Es beginnt Frau Radziwill mit einer Frage zu dem Thema

Der Winter steht bevor: Ist die Kältehilfe gut aufgestellt?

Bitte schön, Frau Radziwill!

Vielen Dank, Herr Präsident! – Meine Damen und Herren! Frau Bluhm! Ich gratuliere Ihnen zum neuen Amt, wünsche Ihnen ein glückliches Händchen und freue mich, Ihnen die erste Mündliche Anfrage stellen zu können.

Ich frage den Senat:

1. Welche Angebote hält der Senat in der kalten Jahreszeit für wohnungslose Menschen bereit?

2. Betrachtet der Senat das Angebot angesichts der Erfahrungen der letzten Jahre als ausreichend?

Frau Bluhm, bitte schön! Welch neue Rolle! Sie haben das Wort.

Herr Präsident! Meine Damen und Herren! Frau Abgeordnete Radziwill! Nach unserem derzeitigen Erkenntnisstand wird sich die Angebotsstruktur, die regionale Verteilung der Angebote über die Stadt, die Vielfalt der Angebote und die Informations- und Vernetzungsmöglichkeit auf dem Vorjahresniveau bewegen, was auch von Experten als insgesamt adäquates und bedarfsgerechtes Angebot betrachtet wurde und wird. In der Zuständigkeit der Bezirke für die Kältehilfe stehen wohnungslosen, auf der Straße lebenden Menschen Notübernachtungen und Tagesaufenthalte zur Verfügung. Diese Angebote starten jedes Jahr zwischen dem 1. November und dem 1. Dezember.

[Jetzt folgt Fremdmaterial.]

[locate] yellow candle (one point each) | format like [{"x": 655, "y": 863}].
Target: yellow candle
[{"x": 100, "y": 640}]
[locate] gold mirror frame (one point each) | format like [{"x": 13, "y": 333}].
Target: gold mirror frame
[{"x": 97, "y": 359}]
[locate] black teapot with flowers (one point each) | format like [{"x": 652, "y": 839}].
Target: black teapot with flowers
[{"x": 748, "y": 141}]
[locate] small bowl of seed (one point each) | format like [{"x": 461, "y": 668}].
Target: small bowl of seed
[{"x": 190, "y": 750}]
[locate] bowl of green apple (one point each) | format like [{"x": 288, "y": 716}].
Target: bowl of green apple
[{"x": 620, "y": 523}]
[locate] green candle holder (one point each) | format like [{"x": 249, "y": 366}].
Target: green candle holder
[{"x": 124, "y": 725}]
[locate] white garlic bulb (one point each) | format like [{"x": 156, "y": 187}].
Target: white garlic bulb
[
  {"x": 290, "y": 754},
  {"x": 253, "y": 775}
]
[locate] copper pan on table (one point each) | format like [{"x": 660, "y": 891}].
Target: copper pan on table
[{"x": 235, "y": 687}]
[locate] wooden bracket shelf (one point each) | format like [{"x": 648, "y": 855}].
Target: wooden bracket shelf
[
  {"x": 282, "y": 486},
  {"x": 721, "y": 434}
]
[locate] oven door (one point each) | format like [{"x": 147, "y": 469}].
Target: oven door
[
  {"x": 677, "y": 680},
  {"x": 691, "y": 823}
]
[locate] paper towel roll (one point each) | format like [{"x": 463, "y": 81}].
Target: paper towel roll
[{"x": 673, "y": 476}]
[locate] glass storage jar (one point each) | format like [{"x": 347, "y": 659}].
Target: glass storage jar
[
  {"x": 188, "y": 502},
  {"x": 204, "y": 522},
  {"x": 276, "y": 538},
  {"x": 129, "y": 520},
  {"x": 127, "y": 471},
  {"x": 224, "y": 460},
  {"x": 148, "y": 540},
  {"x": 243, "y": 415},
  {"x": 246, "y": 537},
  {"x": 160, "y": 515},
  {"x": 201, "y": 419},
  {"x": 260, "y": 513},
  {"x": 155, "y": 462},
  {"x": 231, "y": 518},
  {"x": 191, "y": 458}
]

Im letzten Jahr umfasste das Angebot 14 Notübernachtungen mit ca. 250 Plätzen, 11 Nachtcafés mit ca. 490 Plätzen und 70 Übernachtungsmöglichkeiten, 28 Einrichtungen mit Tagesaufenthalten und ca. 13 Suppenküchen. Den Hilfesuchenden stehen ganzjährig und täglich Notübernachtungen in der Franklinstraße in Charlottenburg mit 72 Plätzen sowie Notübernachtungen für Frauen in der Tieckstraße in Berlin-Mitte zur Verfügung. Die Senatsverwaltung für Integration, Arbeit und Soziales wird wieder über den Ligavertrag Soziales das Kältetelefon schalten sowie die jährliche Angebotsübersicht in Form einer Internetpräsenz für den Winter 2009/2010 veröffentlichen. Das Kältetelefon dient jeden Abend zwischen 19 und 23 Uhr dazu, Nachfragen von auf der Straße lebenden Menschen und die Angebote zu koordinieren. Darüber

hinaus gibt es den Kältebus des Vereins Berliner Stadtmission, der wohnungslosen Menschen die Fahrt zur Notübernachtung und Nachtcafés ermöglicht. Da das aber noch der Stand ist, weil die Vorbereitungen auf Hochtouren laufen: Wenn die betroffenen Abgeordneten noch mehr die Aktualität dieses Jahres und neue Angebote, die eventuell hinzukommen, interessieren, empfehle ich, voraussichtlich am 29. Oktober, die Pressekonferenz der Wohlfahrtsverbände, die sich genau diesem Thema widmet.

[Beifall bei der Linksfraktion und der SPD]

Danke schön, Frau Senatorin!

Dann kommt die Frage Nr. 12 der Abgeordneten Kroll zum Thema

100 Jahre Vivantes Klinikum Neukölln – Hubschrauberlandeplatz in Sicht?

Bitte schön, Frau Kroll!

Ich frage den Senat:

1. Ist beabsichtigt, auf dem Gelände des VivantesKlinikums Neukölln den vorhandenen Hubschrauberlandeplatz für Notfalleinsätze und Verlegungstransporte so umzubauen, dass er den luftfahrtrechtlichen Bestimmungen entspricht, damit dieser Standort auch künftig für solche Transporte wieder angeflogen werden kann?

2. Inwieweit unterstützt der Senat das Anliegen des Klinikums, insbesondere vor dem Hintergrund der Nähe und der baldigen Inbetriebnahme des Flughafens BBI in Schönefeld und der erforderlichen Vorsorge bei entsprechenden Notfalleinsätzen?